Леди Поллу

Поллу равнодушно и немного устало разглядывала себя в зеркале. За окном разливалась бесподобно-ясная лазурь неба, медленно стекались к горами пушистые кудряшки облаков и забивались веточки плюща. Внизу, рассыпая цветы и рисовые зернышки, катила карета младшей баронетты Мерриль, ликовал народ и праздновали наступление весны. Не времени, когда снег чернеет и мутными ручейками разносит слякоть повсюду и морозцы колют едва пробившуюся зелень, а ясную, теплую, цветущую весну. Празднества должна была вести старшая баронетта, как издревле принято в их маленьком уделе, но Поллу отказалась, как, в общем, и всегда.  Юная баронетта, Дарриана диа Мерриль, справлялась с этим лучше, и народ охотнее и радостнее приветствовал вестницу весны. Кажется, это ее звонкий голос долетал с площади трелью сказочной птицы:
«И в пляске взовьется лесная трава,
Ручьи запоют, будто в песне – слова.
Доколь не замолкнут певцы и скворцы,
Весну принесут на плащах молодцы…»
Жалкая, вульгарная в своей простоте песенка. Поллу понимала это, но не могла испытать нужного негодования или хотя бы чего-то отдаленно похожего на сильную эмоцию. Она была способна только на усталое смирение, на добродушное облегчение и сонное раздражение. «Рыба снулая» - ворчала благородная маменька, а отец только устало вздыхал. Это Дарриана могла в один день расплакаться, рассмеяться, насмерть с кем-то рассорится и не менее бурно сдружиться вновь. А Поллу смотрела за окно, или в зеркало, или в страницы книг и все недоумевала, когда, где, почему все пошло не так.

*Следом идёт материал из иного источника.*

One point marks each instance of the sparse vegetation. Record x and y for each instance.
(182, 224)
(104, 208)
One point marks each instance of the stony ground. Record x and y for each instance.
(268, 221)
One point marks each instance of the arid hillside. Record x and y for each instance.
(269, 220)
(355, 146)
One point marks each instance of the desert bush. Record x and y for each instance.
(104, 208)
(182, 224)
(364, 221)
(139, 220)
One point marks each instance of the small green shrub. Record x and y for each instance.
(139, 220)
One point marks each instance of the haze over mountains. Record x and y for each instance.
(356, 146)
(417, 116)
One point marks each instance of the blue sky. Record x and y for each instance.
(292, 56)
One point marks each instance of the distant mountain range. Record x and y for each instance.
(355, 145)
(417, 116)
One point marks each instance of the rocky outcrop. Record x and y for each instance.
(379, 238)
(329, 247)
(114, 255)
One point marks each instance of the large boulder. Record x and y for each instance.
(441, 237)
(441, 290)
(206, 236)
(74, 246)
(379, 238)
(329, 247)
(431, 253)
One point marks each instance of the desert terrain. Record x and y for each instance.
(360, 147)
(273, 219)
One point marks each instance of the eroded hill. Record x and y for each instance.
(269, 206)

Поллу не была уродливой, однако открытые и ясные от природы черты не озарялись какой-то недостающей искрой внутреннего огня, казались оплывшими и глуповатыми. Поллу много читала, умела писать и стихи, и прозу, скакала на коне, стреляла из лука, фехтовала и танцевала. И все было – не тем. Что-то важное, создающее из плоти и крови живого человека, отсутствовало. Иногда Поллу ощущала тихий шорох шлейфа этого недостающего чувства: когда при бурной кульминации книги ее душу на мгновение охватывал восторг или когда в непролазно-мрачный день она ощущала смертельную, перманентную тоску. В такие моменты что-то загоралось, но так же быстро и, казалось, навечно, потухало. Музыка не трогала души Поллу ни когда она играла сама, ни когда слушала чужую игру. Театр оставался пустым мельтешением пестрых фигур на сцене.

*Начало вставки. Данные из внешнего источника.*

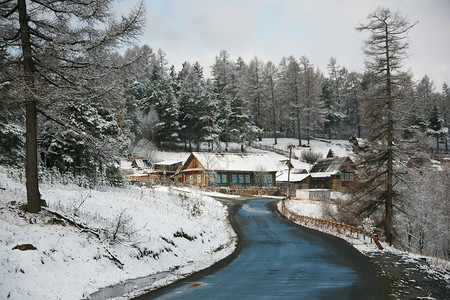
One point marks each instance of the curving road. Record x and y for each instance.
(280, 260)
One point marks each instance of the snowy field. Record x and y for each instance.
(121, 234)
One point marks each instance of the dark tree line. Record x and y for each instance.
(84, 105)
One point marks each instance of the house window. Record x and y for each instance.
(234, 178)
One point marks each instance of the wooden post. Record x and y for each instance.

«Что же со мной не так?..» - молчаливо допытывалась у отражения в зеркале Поллу, но никогда не доходила до логического ответа. Что-то было не так, а что именно – не назвать, не объяснить, а, следовательно, не исправить. Это невозможно было наречь ни дурным нравом, ни глупостью. Поллу умела молчать и улыбаться в нужных моментах, имитировать смех, когда его ждали, хмурить брови, коли к тому располагала ситуацию – в общем, она была идеальной, отзывчивой, хорошо настроенной арфой, на которой мог сыграть любой собеседник. Она могла начать дискуссию, но никогда не доходила до спора. Она могла назвать свое мнение, но поменять его для следующего собеседника, чтобы беседа шла лучше. Она не навязывалась и никого не отторгала, а все-таки люди не любили с ней беседовать дольше получаса и чаще двух-трех раз в неделю. Она держала в себе сущие мелочи, но искренне отвечала на все вопросы о своей жизни:
- Не влюблена ли ты, Поллу?
- Нет, матушка.
Впрочем, она не лгала не оттого, что была искренна. Она не лгала, потому что ей нечего было скрывать. Пустая, блеклая, никчемная для глаза окружающих жизнь.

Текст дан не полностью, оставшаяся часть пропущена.